Di Massimo Merlino, Presidente Visabit
Secondo lo schema dell’esperto di Management americano Chris Skinner, le fasi di sviluppo del settore Fintech sono:
- Disruption, quando nascono le prime iniziative – in genere più da esperienze tecniche che finanziarie – e si crea una situazione di grandi aspettative derivanti da un nuovo modo di lavorare che rivoluziona il settore, con forte aggressività delle nuove imprese e reazioni di resistenza al cambiamento delle attività finanziarie tradizionali. Nei Paesi più avanzati questa fase si posiziona nel 2005, in Italia circa 10 anni dopo.
- Discussion, quando le nuove start -up Fintech impattano con le reali difficoltà, cultura dei potenziali clienti e normativa specifica del mercato finanziario e le imprese tradizionali cominciano a capire che possono incorporare alcune di queste nuove per migliorare i loro servizi e recuperare nei segmenti più giovani di clientela (millenials). In Italia questa fase si considera iniziata nel 2018.
- Partnership and collaboration, quando imprese finanziarie tradizionali e nuove Fintech diventano consapevoli di un mutuo interesse derivante da alleanze e collaborazioni, in un concetto di open banking, di ecosistema che evolve insieme.
- Open financial system, un’innovazione che pervade l’intero mercato finanziario dove le distinzioni tra le attività si armonizzano in una nuova cultura finanziaria e tecnologica diffusa. Questo step sarà pienamente realizzato tra due o tre anni nei Paesi di punta, mentre l’Italia deve cercare di chiudere il gap decennale, e si prevede possa arrivare a questo punto attorno al 2025.

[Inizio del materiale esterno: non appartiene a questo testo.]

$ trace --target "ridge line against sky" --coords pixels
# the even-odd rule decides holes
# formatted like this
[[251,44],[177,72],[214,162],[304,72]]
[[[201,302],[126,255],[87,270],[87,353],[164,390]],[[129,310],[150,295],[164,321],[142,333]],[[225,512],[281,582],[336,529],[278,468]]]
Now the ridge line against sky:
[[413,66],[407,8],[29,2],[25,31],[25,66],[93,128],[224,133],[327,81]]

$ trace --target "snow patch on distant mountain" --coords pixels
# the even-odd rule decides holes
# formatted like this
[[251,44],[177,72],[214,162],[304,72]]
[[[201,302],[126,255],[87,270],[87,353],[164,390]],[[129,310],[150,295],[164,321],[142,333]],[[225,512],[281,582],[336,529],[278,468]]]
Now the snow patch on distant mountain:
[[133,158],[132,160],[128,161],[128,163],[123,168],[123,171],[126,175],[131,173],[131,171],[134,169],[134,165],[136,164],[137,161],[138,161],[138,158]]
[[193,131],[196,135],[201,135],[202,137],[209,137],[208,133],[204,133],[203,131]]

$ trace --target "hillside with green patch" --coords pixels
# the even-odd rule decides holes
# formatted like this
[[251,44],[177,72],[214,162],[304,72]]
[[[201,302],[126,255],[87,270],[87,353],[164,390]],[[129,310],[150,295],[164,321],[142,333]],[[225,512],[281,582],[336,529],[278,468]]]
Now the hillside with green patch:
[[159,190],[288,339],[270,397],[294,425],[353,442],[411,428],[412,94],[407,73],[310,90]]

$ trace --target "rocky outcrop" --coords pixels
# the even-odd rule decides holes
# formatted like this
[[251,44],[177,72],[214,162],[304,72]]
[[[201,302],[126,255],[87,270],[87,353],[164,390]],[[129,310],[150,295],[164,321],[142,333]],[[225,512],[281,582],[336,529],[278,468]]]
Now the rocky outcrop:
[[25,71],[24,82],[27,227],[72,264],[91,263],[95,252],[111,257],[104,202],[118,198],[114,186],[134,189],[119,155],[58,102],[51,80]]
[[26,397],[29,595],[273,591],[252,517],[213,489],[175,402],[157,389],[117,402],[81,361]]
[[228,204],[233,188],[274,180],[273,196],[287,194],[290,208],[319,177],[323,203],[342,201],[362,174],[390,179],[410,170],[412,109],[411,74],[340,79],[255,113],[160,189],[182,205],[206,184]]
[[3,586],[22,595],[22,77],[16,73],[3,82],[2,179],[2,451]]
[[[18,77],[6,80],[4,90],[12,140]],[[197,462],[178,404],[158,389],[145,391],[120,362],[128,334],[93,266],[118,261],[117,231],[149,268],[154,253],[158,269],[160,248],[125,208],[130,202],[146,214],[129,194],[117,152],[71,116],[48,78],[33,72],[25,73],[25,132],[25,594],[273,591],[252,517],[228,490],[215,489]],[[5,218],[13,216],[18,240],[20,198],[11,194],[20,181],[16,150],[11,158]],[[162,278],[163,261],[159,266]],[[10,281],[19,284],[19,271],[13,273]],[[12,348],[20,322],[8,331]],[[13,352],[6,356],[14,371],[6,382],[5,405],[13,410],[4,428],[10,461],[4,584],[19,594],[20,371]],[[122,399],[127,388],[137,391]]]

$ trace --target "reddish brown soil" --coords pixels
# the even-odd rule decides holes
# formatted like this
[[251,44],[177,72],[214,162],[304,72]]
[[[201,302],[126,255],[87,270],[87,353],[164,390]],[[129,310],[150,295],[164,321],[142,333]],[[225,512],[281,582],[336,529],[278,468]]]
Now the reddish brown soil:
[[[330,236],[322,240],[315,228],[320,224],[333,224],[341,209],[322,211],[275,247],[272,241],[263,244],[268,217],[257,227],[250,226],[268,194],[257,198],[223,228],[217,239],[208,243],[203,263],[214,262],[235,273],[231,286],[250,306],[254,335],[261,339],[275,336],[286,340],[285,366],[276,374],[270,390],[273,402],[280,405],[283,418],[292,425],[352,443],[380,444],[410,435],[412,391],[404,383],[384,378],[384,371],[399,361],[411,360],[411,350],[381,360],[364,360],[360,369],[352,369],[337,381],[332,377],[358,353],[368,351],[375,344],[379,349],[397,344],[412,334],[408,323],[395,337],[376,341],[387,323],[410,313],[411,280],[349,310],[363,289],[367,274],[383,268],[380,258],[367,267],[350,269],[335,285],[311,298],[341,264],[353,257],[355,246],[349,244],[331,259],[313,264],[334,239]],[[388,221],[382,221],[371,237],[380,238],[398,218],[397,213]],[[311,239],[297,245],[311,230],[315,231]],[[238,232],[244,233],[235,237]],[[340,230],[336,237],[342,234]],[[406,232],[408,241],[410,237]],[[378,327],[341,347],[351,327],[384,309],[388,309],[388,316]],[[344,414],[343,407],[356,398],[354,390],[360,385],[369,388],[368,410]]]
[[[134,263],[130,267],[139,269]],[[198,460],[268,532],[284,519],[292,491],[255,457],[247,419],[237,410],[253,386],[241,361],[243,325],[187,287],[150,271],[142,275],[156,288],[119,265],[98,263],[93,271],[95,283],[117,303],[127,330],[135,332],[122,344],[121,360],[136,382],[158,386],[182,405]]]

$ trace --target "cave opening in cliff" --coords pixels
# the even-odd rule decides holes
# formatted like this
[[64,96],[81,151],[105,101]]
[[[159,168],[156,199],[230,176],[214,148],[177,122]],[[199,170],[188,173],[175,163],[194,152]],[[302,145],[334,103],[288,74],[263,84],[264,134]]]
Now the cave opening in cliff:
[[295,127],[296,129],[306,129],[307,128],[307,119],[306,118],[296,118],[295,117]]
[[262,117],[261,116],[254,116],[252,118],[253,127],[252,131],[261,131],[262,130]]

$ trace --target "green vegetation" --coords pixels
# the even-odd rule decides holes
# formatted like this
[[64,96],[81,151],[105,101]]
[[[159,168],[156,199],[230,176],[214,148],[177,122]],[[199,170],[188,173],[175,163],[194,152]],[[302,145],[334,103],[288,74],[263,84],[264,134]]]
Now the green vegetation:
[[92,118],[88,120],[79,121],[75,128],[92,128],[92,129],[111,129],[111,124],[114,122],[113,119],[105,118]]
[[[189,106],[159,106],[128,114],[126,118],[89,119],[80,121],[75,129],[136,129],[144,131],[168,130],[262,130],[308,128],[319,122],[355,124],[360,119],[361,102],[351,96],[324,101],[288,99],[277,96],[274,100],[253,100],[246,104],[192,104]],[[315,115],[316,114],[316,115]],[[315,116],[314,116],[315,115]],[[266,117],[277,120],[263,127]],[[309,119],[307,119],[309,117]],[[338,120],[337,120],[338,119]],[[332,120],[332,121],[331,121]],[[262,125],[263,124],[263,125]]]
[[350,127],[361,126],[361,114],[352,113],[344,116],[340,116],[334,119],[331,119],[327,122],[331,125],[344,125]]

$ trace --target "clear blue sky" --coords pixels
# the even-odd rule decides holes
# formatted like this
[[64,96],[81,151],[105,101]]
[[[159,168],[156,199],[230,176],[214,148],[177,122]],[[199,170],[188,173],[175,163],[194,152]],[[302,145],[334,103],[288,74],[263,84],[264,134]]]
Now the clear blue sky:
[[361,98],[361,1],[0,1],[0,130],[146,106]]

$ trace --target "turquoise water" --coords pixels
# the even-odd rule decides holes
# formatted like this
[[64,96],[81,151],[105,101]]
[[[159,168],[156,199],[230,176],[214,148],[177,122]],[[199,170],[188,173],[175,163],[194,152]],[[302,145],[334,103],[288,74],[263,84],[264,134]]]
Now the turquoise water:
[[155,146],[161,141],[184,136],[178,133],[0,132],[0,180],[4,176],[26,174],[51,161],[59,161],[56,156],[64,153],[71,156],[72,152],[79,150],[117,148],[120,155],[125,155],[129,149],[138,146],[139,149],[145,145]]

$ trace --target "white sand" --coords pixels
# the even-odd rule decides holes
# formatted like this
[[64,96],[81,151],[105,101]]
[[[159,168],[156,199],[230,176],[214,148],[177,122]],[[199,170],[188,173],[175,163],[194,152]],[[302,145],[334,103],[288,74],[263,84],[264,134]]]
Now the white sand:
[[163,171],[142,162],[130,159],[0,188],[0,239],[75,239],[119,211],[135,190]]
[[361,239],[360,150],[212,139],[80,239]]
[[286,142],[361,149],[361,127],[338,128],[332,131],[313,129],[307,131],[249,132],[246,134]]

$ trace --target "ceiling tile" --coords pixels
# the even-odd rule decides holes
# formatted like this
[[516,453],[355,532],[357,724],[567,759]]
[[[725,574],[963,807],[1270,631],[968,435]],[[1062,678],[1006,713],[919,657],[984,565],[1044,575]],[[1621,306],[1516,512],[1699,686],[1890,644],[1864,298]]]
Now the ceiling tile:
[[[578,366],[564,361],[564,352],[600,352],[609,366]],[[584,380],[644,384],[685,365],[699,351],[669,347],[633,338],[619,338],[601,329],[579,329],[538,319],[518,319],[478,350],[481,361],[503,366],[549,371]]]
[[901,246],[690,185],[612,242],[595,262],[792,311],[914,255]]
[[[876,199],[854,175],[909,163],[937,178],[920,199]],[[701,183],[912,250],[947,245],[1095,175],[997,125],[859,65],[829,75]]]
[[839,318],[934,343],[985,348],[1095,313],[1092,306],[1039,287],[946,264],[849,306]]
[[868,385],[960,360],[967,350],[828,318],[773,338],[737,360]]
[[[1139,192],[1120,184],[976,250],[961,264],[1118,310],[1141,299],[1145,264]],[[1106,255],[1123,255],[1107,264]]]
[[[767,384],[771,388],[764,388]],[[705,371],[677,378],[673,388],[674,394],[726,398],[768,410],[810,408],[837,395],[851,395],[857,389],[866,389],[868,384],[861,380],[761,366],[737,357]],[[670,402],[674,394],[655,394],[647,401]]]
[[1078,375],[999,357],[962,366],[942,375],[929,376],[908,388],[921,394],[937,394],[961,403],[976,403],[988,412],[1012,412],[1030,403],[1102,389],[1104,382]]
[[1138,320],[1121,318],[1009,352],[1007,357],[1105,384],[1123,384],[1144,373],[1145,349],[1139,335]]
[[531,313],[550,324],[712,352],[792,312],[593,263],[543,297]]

Il settore Fintech, secondo il bellissimo recente report “Fintech calls for fuel” dell’Ossevatorio Fintech di PWC, soffre in Italia di carenza di investimenti, e quindi di redditività molto bassa, scarsa concentrazione di imprese, poca sistematicità di supporto da incubatori o hub finanziari.
In particolare, le Banche vengono accusate di investire cifre trascurabili, 93 milioni di €, rispetto agli investimenti nei loro sistemi ICT tradizionali e alla loro manutenzione. Infatti una maggiore attenzione al Fintech, secondo il rapporto, aiuterebbe le Banche a fare più business superando con la tecnologia i vincoli culturali, organizzativi e normativi che le appesantiscono nelle loro capacità imprenditoriali. Dal settore Fintech arriverebbero energie fresche, creatività e innovazione tecnologica in grado di dare una spinta di rivitalizzazione dei settori Banche e anche Assicurazioni.
Inoltre, senza reale osmosi e collaborazione, la gran parte delle attività Fintech rischiano notevoli problemi di compliance con le regole specifiche del mercato italiano ed europeo, da cui il recente sviluppo di iniziative definite Regtech, cioè di tecnologia applicata alle norme finanziarie, che regolano ad esempio l’identificazione sicura di un cliente (adeguata verifica) e le attività di contrasto a riciclaggio e terrorismo.
Visabit si colloca tra le migliori realtà in termini di completezza e di mobilità attraverso smartphone: si tratta di vere e proprie gateway, porte di accesso al sistema regolato, come un’area di controllo di un aeroporto dopo 11 Settembre: le soluzioni Regtech dovrebbero costituire una sorta di bocchettone di aggancio per tutte le applicazioni Fintech e di System Integration al mercato finanziario. Questo settore è il più giovane e meno sviluppato per ora con grande potenziale di crescita, proprio per la scarsa integrazione per ora avvenuta tra cultura finanziaria e cultura tecnica e per insufficiente focalizzazione sui reali bisogni di un cliente che si avvicina a un investimento o all’acquisizione di un bene di valore.
Le soluzioni Regtech dovrebbero costituire un gateway per tutto il sistema: una sorta di bocchettone di aggancio per tutte le applicazioni Fintech e di System Integration al mercato finanziario
Senza la crescita di questo settore tutto lo sviluppo del Fintech secondo il modello di Skinner rischia tempi molto più lunghi, e l’Europa spinge per non essere tagliata fuori nel panorama finanziario internazionale.